Elaboró un dossier y se lo pasó a sus jefes. Lo más asombroso de todo es que, según Lapuerta, el hombre que le confirmó el pago de la ominosa comisión fue el mismísimo presidente de la entidad pagadora.

Es decir, Juan Miguel Villar Mir, presidente de OHL. «¿Lo puedes probar?», le preguntaron. La reacción no podía ser más cínica. Lo que le estaban diciendo a Lapuerta es que si no existía demasiado riesgo de que el pufo aflorara a la superficie, lo mejor era dejarlo estar. ¿Para qué montar un lío que iba a perjudicar al partido si no había más prueba de cargo que el testimonio de un buen amigo que no pensaba abrir la boca?

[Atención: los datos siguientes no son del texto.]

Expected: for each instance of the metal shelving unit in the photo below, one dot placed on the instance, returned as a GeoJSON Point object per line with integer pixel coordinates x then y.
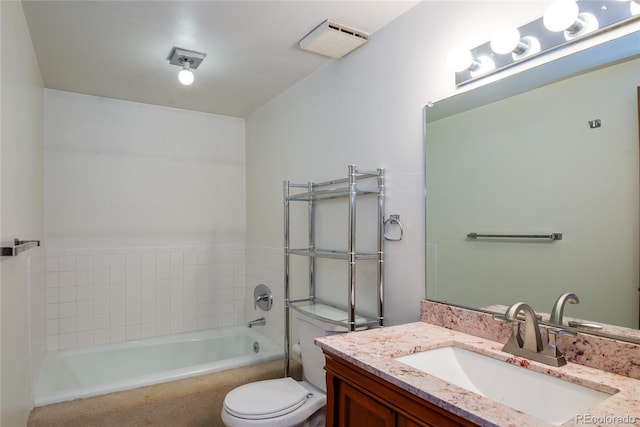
{"type": "Point", "coordinates": [349, 188]}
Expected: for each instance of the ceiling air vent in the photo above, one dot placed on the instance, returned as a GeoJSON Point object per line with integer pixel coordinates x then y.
{"type": "Point", "coordinates": [333, 40]}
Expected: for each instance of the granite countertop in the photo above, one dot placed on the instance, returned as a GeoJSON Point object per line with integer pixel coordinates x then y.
{"type": "Point", "coordinates": [374, 351]}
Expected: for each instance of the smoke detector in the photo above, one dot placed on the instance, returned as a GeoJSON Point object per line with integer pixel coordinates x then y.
{"type": "Point", "coordinates": [333, 40]}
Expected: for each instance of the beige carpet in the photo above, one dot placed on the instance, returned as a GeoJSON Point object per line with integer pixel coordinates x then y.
{"type": "Point", "coordinates": [190, 402]}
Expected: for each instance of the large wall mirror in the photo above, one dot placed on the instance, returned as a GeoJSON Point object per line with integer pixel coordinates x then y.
{"type": "Point", "coordinates": [560, 158]}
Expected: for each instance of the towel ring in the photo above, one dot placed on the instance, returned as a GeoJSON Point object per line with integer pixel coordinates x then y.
{"type": "Point", "coordinates": [394, 220]}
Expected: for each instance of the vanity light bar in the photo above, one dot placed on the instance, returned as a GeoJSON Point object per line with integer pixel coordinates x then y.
{"type": "Point", "coordinates": [485, 61]}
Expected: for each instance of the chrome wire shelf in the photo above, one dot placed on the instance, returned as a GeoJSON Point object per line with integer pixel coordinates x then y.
{"type": "Point", "coordinates": [331, 254]}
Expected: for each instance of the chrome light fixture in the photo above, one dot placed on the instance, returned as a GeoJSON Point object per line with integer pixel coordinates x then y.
{"type": "Point", "coordinates": [564, 22]}
{"type": "Point", "coordinates": [188, 60]}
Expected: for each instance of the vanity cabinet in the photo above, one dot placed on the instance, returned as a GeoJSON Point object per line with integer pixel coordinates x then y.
{"type": "Point", "coordinates": [356, 397]}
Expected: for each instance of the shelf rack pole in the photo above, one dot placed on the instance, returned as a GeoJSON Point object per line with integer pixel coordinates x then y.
{"type": "Point", "coordinates": [381, 208]}
{"type": "Point", "coordinates": [312, 245]}
{"type": "Point", "coordinates": [287, 293]}
{"type": "Point", "coordinates": [353, 191]}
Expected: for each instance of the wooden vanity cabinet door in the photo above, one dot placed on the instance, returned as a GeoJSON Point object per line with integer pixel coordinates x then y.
{"type": "Point", "coordinates": [357, 398]}
{"type": "Point", "coordinates": [358, 409]}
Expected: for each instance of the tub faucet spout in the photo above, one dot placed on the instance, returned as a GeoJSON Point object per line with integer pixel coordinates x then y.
{"type": "Point", "coordinates": [258, 322]}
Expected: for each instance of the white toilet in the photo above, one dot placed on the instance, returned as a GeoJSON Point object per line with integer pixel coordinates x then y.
{"type": "Point", "coordinates": [285, 402]}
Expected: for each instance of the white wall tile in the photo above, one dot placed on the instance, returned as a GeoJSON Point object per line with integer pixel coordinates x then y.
{"type": "Point", "coordinates": [112, 295]}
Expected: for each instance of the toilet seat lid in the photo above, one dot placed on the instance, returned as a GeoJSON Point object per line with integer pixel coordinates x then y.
{"type": "Point", "coordinates": [265, 399]}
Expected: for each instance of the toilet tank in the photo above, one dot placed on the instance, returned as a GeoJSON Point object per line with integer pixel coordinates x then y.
{"type": "Point", "coordinates": [310, 328]}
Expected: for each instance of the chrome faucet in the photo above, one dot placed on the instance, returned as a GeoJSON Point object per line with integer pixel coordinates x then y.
{"type": "Point", "coordinates": [532, 339]}
{"type": "Point", "coordinates": [258, 322]}
{"type": "Point", "coordinates": [558, 306]}
{"type": "Point", "coordinates": [531, 347]}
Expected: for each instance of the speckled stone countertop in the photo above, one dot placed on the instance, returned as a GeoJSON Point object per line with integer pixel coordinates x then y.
{"type": "Point", "coordinates": [374, 351]}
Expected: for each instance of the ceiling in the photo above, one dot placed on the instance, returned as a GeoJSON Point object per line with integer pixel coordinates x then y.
{"type": "Point", "coordinates": [119, 49]}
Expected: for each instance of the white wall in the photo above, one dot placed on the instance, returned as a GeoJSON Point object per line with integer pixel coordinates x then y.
{"type": "Point", "coordinates": [145, 213]}
{"type": "Point", "coordinates": [21, 151]}
{"type": "Point", "coordinates": [367, 109]}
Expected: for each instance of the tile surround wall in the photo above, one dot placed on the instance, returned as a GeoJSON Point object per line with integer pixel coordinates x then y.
{"type": "Point", "coordinates": [266, 265]}
{"type": "Point", "coordinates": [111, 295]}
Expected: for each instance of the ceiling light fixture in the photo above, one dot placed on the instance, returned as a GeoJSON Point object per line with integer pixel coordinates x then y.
{"type": "Point", "coordinates": [564, 22]}
{"type": "Point", "coordinates": [188, 60]}
{"type": "Point", "coordinates": [186, 75]}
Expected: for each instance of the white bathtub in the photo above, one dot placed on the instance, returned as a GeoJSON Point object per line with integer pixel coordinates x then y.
{"type": "Point", "coordinates": [77, 373]}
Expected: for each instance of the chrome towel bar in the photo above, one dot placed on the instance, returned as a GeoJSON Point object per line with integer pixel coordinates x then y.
{"type": "Point", "coordinates": [552, 236]}
{"type": "Point", "coordinates": [19, 246]}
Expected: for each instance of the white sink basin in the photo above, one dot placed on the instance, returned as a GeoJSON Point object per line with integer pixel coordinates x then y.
{"type": "Point", "coordinates": [542, 396]}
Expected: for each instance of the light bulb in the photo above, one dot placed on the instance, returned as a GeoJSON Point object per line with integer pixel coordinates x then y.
{"type": "Point", "coordinates": [185, 76]}
{"type": "Point", "coordinates": [560, 15]}
{"type": "Point", "coordinates": [506, 40]}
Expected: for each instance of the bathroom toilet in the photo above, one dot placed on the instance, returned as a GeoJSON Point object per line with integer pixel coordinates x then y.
{"type": "Point", "coordinates": [285, 402]}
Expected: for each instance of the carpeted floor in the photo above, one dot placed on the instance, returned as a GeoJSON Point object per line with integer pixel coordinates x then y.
{"type": "Point", "coordinates": [189, 402]}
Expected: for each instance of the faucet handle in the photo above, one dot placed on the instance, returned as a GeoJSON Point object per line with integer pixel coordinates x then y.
{"type": "Point", "coordinates": [561, 331]}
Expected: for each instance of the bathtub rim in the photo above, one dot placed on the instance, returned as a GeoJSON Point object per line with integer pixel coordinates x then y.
{"type": "Point", "coordinates": [272, 352]}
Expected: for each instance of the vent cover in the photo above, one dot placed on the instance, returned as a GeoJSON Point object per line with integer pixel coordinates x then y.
{"type": "Point", "coordinates": [333, 40]}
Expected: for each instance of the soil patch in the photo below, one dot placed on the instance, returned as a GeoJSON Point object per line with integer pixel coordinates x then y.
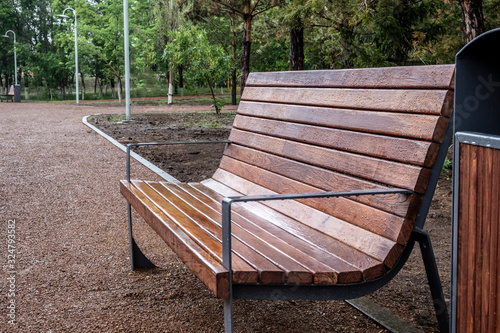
{"type": "Point", "coordinates": [407, 296]}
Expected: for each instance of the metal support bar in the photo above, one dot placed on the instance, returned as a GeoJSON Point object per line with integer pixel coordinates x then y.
{"type": "Point", "coordinates": [433, 279]}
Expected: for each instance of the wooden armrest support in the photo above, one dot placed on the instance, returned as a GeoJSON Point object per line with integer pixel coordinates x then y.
{"type": "Point", "coordinates": [226, 211]}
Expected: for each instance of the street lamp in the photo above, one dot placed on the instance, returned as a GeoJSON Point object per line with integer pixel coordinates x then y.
{"type": "Point", "coordinates": [76, 49]}
{"type": "Point", "coordinates": [15, 58]}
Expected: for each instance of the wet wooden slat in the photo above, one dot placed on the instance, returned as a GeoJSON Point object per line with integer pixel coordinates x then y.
{"type": "Point", "coordinates": [263, 258]}
{"type": "Point", "coordinates": [205, 237]}
{"type": "Point", "coordinates": [398, 204]}
{"type": "Point", "coordinates": [386, 147]}
{"type": "Point", "coordinates": [418, 126]}
{"type": "Point", "coordinates": [369, 266]}
{"type": "Point", "coordinates": [409, 77]}
{"type": "Point", "coordinates": [409, 101]}
{"type": "Point", "coordinates": [374, 245]}
{"type": "Point", "coordinates": [388, 172]}
{"type": "Point", "coordinates": [381, 223]}
{"type": "Point", "coordinates": [203, 265]}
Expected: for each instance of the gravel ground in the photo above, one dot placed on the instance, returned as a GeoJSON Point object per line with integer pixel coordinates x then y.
{"type": "Point", "coordinates": [59, 193]}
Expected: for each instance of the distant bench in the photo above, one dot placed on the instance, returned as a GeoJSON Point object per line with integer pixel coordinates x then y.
{"type": "Point", "coordinates": [327, 179]}
{"type": "Point", "coordinates": [10, 95]}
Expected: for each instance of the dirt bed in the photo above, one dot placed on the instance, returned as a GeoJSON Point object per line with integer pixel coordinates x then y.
{"type": "Point", "coordinates": [407, 295]}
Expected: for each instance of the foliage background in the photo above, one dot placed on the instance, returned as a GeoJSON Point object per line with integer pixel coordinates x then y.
{"type": "Point", "coordinates": [337, 34]}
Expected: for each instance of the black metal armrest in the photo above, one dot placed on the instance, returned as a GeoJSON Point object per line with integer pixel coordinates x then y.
{"type": "Point", "coordinates": [226, 211]}
{"type": "Point", "coordinates": [164, 144]}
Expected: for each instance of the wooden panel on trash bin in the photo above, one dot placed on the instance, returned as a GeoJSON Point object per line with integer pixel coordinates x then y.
{"type": "Point", "coordinates": [478, 247]}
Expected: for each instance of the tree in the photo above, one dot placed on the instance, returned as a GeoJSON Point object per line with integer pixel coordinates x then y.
{"type": "Point", "coordinates": [206, 61]}
{"type": "Point", "coordinates": [472, 19]}
{"type": "Point", "coordinates": [247, 10]}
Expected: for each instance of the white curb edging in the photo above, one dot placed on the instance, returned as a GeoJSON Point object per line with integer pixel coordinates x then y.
{"type": "Point", "coordinates": [136, 156]}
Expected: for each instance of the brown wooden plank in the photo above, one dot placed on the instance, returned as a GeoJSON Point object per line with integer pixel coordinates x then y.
{"type": "Point", "coordinates": [463, 241]}
{"type": "Point", "coordinates": [208, 235]}
{"type": "Point", "coordinates": [374, 245]}
{"type": "Point", "coordinates": [408, 101]}
{"type": "Point", "coordinates": [303, 252]}
{"type": "Point", "coordinates": [370, 267]}
{"type": "Point", "coordinates": [418, 126]}
{"type": "Point", "coordinates": [496, 235]}
{"type": "Point", "coordinates": [379, 222]}
{"type": "Point", "coordinates": [386, 147]}
{"type": "Point", "coordinates": [495, 244]}
{"type": "Point", "coordinates": [409, 77]}
{"type": "Point", "coordinates": [203, 265]}
{"type": "Point", "coordinates": [242, 239]}
{"type": "Point", "coordinates": [203, 235]}
{"type": "Point", "coordinates": [261, 240]}
{"type": "Point", "coordinates": [387, 172]}
{"type": "Point", "coordinates": [398, 204]}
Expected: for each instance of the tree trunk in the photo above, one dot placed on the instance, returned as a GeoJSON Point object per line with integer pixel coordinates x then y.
{"type": "Point", "coordinates": [119, 89]}
{"type": "Point", "coordinates": [473, 20]}
{"type": "Point", "coordinates": [83, 86]}
{"type": "Point", "coordinates": [297, 49]}
{"type": "Point", "coordinates": [181, 80]}
{"type": "Point", "coordinates": [247, 42]}
{"type": "Point", "coordinates": [233, 63]}
{"type": "Point", "coordinates": [112, 82]}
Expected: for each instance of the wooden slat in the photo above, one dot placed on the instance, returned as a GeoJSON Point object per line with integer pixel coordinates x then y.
{"type": "Point", "coordinates": [435, 102]}
{"type": "Point", "coordinates": [205, 235]}
{"type": "Point", "coordinates": [379, 222]}
{"type": "Point", "coordinates": [478, 246]}
{"type": "Point", "coordinates": [383, 171]}
{"type": "Point", "coordinates": [374, 245]}
{"type": "Point", "coordinates": [386, 147]}
{"type": "Point", "coordinates": [244, 243]}
{"type": "Point", "coordinates": [270, 244]}
{"type": "Point", "coordinates": [203, 265]}
{"type": "Point", "coordinates": [398, 204]}
{"type": "Point", "coordinates": [346, 273]}
{"type": "Point", "coordinates": [370, 267]}
{"type": "Point", "coordinates": [418, 126]}
{"type": "Point", "coordinates": [417, 77]}
{"type": "Point", "coordinates": [208, 235]}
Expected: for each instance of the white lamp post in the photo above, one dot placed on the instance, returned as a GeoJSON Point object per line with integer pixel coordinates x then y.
{"type": "Point", "coordinates": [15, 58]}
{"type": "Point", "coordinates": [127, 60]}
{"type": "Point", "coordinates": [76, 48]}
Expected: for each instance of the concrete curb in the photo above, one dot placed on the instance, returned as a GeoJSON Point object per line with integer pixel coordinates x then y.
{"type": "Point", "coordinates": [136, 156]}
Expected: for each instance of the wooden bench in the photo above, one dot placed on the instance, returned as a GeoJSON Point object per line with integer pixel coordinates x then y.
{"type": "Point", "coordinates": [10, 95]}
{"type": "Point", "coordinates": [321, 192]}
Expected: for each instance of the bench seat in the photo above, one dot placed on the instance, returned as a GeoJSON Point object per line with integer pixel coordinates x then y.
{"type": "Point", "coordinates": [378, 129]}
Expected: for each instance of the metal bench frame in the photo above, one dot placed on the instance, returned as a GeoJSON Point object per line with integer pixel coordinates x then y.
{"type": "Point", "coordinates": [318, 292]}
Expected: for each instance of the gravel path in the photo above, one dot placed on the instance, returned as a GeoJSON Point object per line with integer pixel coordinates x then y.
{"type": "Point", "coordinates": [59, 193]}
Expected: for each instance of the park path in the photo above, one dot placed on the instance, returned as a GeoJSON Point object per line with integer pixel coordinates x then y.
{"type": "Point", "coordinates": [59, 188]}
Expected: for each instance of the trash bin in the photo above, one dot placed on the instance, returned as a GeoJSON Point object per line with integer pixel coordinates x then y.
{"type": "Point", "coordinates": [475, 280]}
{"type": "Point", "coordinates": [17, 93]}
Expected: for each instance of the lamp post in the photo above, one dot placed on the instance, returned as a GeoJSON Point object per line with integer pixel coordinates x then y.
{"type": "Point", "coordinates": [15, 57]}
{"type": "Point", "coordinates": [76, 48]}
{"type": "Point", "coordinates": [127, 60]}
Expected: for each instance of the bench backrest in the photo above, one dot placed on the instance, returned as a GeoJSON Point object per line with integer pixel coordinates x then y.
{"type": "Point", "coordinates": [342, 130]}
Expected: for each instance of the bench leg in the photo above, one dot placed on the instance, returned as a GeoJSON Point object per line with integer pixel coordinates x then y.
{"type": "Point", "coordinates": [228, 315]}
{"type": "Point", "coordinates": [434, 280]}
{"type": "Point", "coordinates": [137, 258]}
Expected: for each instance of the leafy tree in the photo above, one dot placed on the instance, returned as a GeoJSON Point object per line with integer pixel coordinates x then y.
{"type": "Point", "coordinates": [206, 61]}
{"type": "Point", "coordinates": [472, 19]}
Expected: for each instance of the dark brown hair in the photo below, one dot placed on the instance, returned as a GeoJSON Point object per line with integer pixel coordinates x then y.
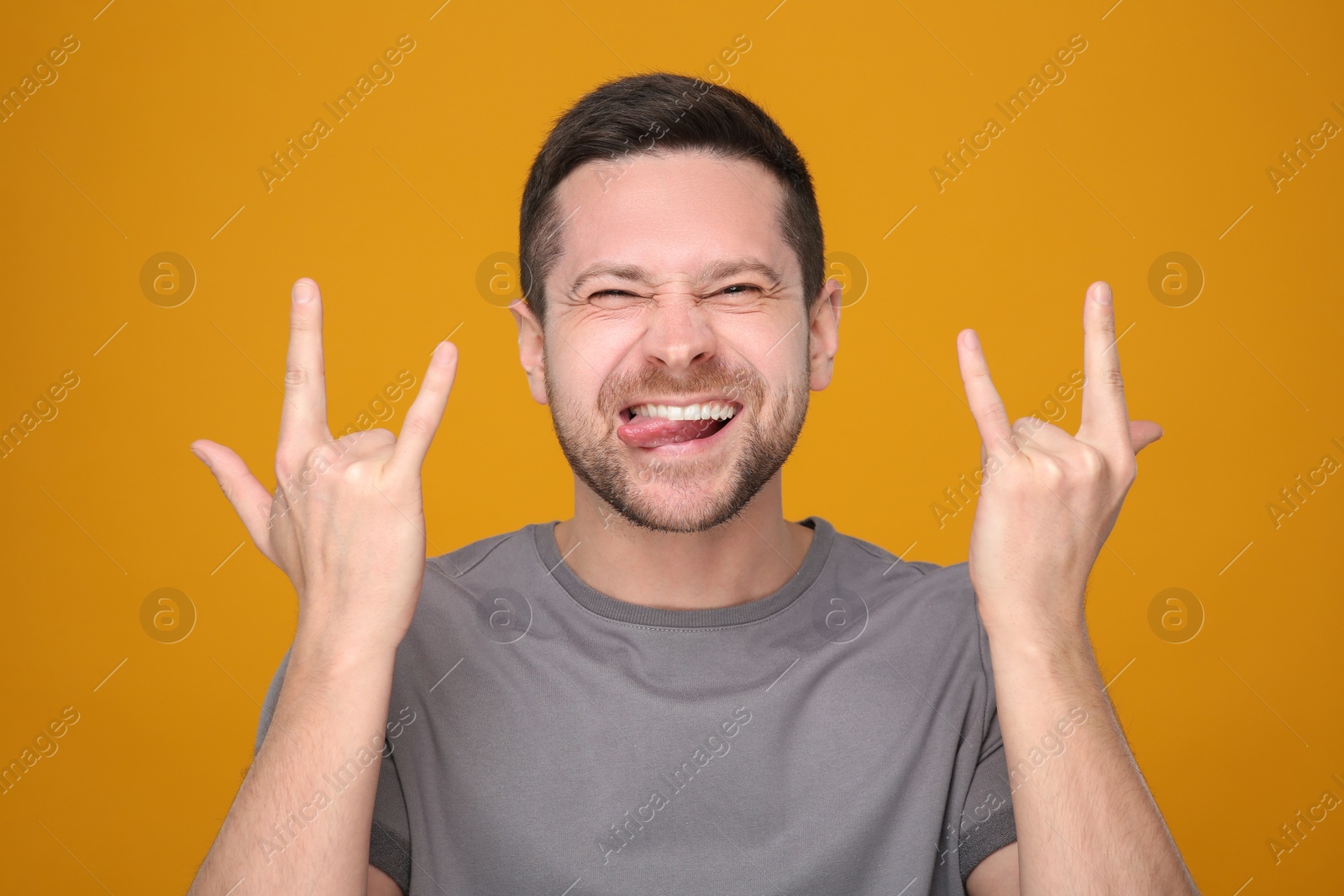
{"type": "Point", "coordinates": [659, 113]}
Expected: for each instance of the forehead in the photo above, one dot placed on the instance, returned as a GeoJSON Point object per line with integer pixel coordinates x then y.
{"type": "Point", "coordinates": [672, 214]}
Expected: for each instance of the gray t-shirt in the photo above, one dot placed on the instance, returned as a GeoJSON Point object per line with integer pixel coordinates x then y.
{"type": "Point", "coordinates": [837, 736]}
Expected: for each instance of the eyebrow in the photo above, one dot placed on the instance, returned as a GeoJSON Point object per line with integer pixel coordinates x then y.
{"type": "Point", "coordinates": [710, 273]}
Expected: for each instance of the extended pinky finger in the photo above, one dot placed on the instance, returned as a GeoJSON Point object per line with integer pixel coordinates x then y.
{"type": "Point", "coordinates": [427, 411]}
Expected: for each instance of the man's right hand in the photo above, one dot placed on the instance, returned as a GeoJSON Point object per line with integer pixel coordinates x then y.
{"type": "Point", "coordinates": [346, 521]}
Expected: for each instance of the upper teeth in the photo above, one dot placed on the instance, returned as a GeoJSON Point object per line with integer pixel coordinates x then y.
{"type": "Point", "coordinates": [707, 411]}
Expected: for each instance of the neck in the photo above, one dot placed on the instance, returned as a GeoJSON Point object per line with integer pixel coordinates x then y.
{"type": "Point", "coordinates": [741, 560]}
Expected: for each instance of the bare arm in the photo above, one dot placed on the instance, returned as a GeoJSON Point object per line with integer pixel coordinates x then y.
{"type": "Point", "coordinates": [346, 524]}
{"type": "Point", "coordinates": [291, 829]}
{"type": "Point", "coordinates": [1086, 822]}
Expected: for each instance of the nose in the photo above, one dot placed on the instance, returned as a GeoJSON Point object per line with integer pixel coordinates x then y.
{"type": "Point", "coordinates": [678, 333]}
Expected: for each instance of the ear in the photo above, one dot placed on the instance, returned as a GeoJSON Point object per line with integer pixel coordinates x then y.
{"type": "Point", "coordinates": [824, 335]}
{"type": "Point", "coordinates": [531, 348]}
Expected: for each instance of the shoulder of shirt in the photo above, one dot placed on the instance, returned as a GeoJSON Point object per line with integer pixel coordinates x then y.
{"type": "Point", "coordinates": [456, 564]}
{"type": "Point", "coordinates": [893, 564]}
{"type": "Point", "coordinates": [944, 590]}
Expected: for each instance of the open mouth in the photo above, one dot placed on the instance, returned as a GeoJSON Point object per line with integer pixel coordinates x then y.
{"type": "Point", "coordinates": [651, 425]}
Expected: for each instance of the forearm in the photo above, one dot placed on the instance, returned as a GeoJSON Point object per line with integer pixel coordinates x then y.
{"type": "Point", "coordinates": [1086, 822]}
{"type": "Point", "coordinates": [302, 820]}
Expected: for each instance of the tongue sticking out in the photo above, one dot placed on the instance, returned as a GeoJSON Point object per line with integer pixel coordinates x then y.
{"type": "Point", "coordinates": [652, 432]}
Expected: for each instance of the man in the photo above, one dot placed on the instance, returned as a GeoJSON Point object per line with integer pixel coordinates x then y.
{"type": "Point", "coordinates": [678, 689]}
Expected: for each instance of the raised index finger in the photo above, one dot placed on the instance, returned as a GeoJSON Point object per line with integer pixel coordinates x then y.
{"type": "Point", "coordinates": [985, 405]}
{"type": "Point", "coordinates": [302, 421]}
{"type": "Point", "coordinates": [1104, 417]}
{"type": "Point", "coordinates": [427, 411]}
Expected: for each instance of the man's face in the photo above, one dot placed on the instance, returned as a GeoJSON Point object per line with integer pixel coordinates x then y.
{"type": "Point", "coordinates": [676, 340]}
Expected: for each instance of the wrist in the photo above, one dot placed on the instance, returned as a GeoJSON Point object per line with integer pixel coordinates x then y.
{"type": "Point", "coordinates": [336, 652]}
{"type": "Point", "coordinates": [1054, 651]}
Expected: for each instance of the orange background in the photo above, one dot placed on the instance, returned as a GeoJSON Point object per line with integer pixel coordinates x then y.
{"type": "Point", "coordinates": [1158, 141]}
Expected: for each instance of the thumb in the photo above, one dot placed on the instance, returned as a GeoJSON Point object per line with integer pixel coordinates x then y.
{"type": "Point", "coordinates": [1142, 432]}
{"type": "Point", "coordinates": [250, 499]}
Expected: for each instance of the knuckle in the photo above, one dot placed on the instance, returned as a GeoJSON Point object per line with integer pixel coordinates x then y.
{"type": "Point", "coordinates": [1092, 459]}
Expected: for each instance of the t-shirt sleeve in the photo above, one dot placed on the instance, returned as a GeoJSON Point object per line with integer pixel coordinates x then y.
{"type": "Point", "coordinates": [987, 820]}
{"type": "Point", "coordinates": [389, 839]}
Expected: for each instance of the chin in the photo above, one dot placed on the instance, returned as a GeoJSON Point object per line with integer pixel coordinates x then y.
{"type": "Point", "coordinates": [682, 511]}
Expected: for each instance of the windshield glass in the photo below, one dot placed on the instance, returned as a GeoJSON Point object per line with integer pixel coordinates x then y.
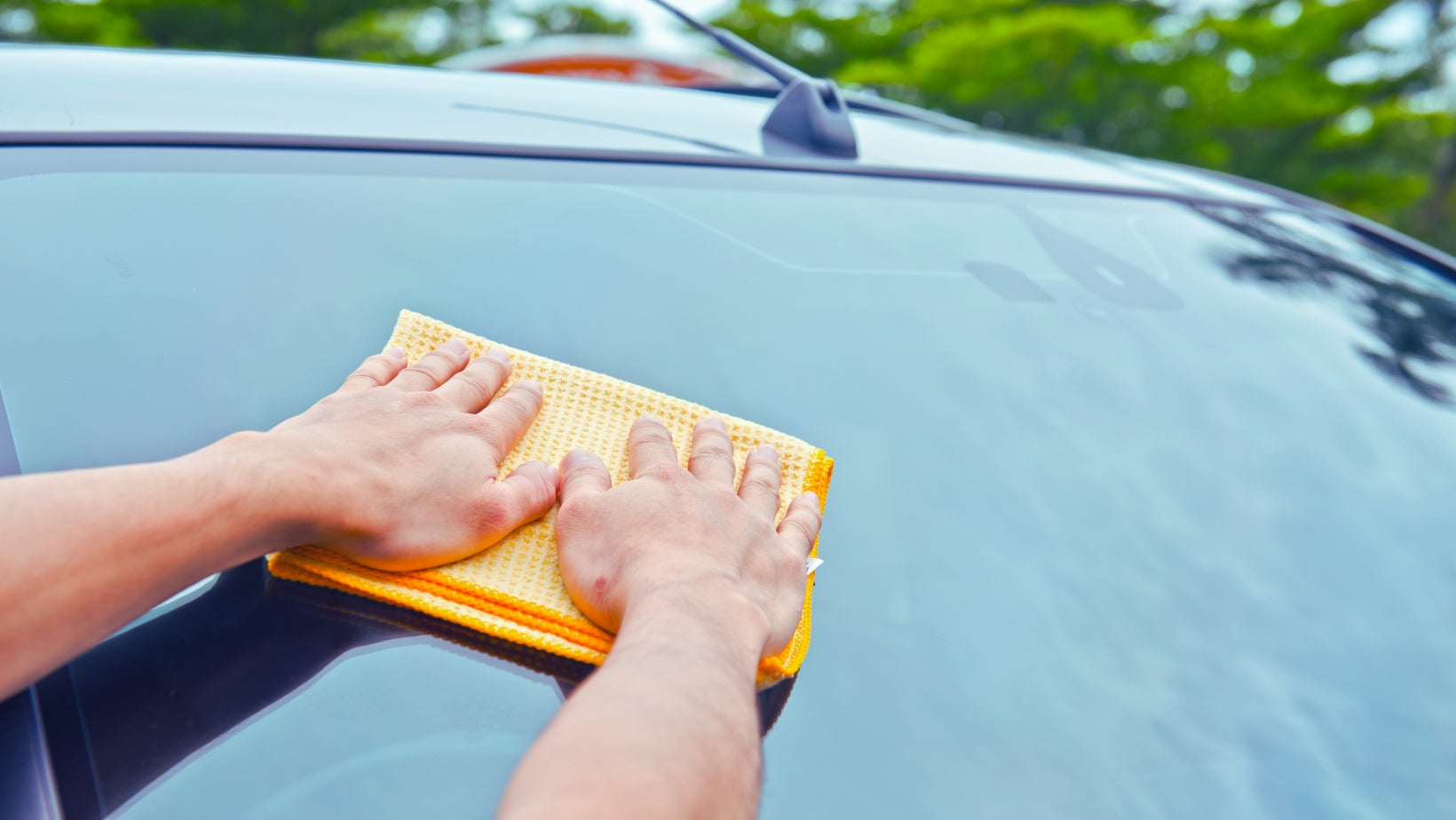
{"type": "Point", "coordinates": [1140, 507]}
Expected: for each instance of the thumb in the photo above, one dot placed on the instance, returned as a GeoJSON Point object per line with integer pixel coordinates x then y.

Sólo por este episodio ya se le tendría que caer la cara de vergüenza, siendo benévolos, a media docena de sinvergüenzas. A unos, por cobrar. A otros, por pagar. A Lapuerta, por enterrar el dossier. Y a los mandases del PP, nacionales y regionales, por permitir que alguien tan marcadamente sospechoso de ser un chorizo siguiera en activo en la vida pública. Estos días, cuando Rajoy insiste en que el PP es el partido que ha hecho más cosas concretas para acabar con la corrupción, debería repasar su propia conducta. En los ocho años siguientes a la denuncia, González fue consejero del Gobierno de Madrid, secretario regional del partido, vicepresidente autonómico y presidente de la Comunidad. No está mal para alguien con sus antecedentes.

El olor a podrido siguió creciendo. Siete años después, el alcalde de Leganés fue a ver al secretario de organización del PP, a la sazón Juan Carlos Vera, y le aportó nuevos datos sobre las viejas sospechas. A Vera el asunto le quemaba en las manos y le dijo al edil que se lo contara a Carlos Floriano, por entonces vicesecretario general del partido. Floriano le escuchó, puso gesto de «madre de Dios, qué lío», le agradeció la información y, acto seguido, como es natural, subió al despacho de Rajoy para pedir instrucciones.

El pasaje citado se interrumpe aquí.